Toward a Standard InChI Formal Grammar
InChI is widely viewed as merely an identifier, not a serialization format, but a recent article challenged that notion. Although the idea may be discouraged in some quarters, it is possible to use InChI to read and write molecular structure. Tools for reliably doing so could lead to new applications. One missing component is a formal description of the InChI's syntax. This article takes the first few steps toward its creation.
Grammar Review
A useful tool for expressing language syntax is formal grammar (aka "grammar"). According to Wikipedia, a grammar "describes how to form strings from a language's alphabet that are valid according to the language's syntax." A language's formal grammar description can take many forms, with one of the most popular being extended Backus–Naur form (EBNF). One of EBNF's advantages is human and machine readability, making it a suitable starting point for hand-crafted and automatically-generated parsers. For more on EBNF, and its use in parser construction, see A Beginner's Guide to Parsing in Rust (Rust experience not needed).
As an aside, you may wonder why regular expressions aren't used. The simple answer is that they lack the capability to precisely and efficiently capture the grammar of a language like the one used by InChI. For a discussion, see What is the correct regular expression for InChI?.
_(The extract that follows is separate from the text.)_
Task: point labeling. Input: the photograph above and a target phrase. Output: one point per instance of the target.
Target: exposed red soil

As with many things related to language, the view becomes murky past a point. In the case of EBNF, one force of chaos is the proliferation of "EBNF-like" grammar languages. It seems like every parser generator defines its own language for expressing grammars, forcing the user to abandon the idea of portability and commit to that particular generator. Fortunately, one variant stands out for its expressiveness and wide adoption: W3C EBNF Notation. This form will be used here as well.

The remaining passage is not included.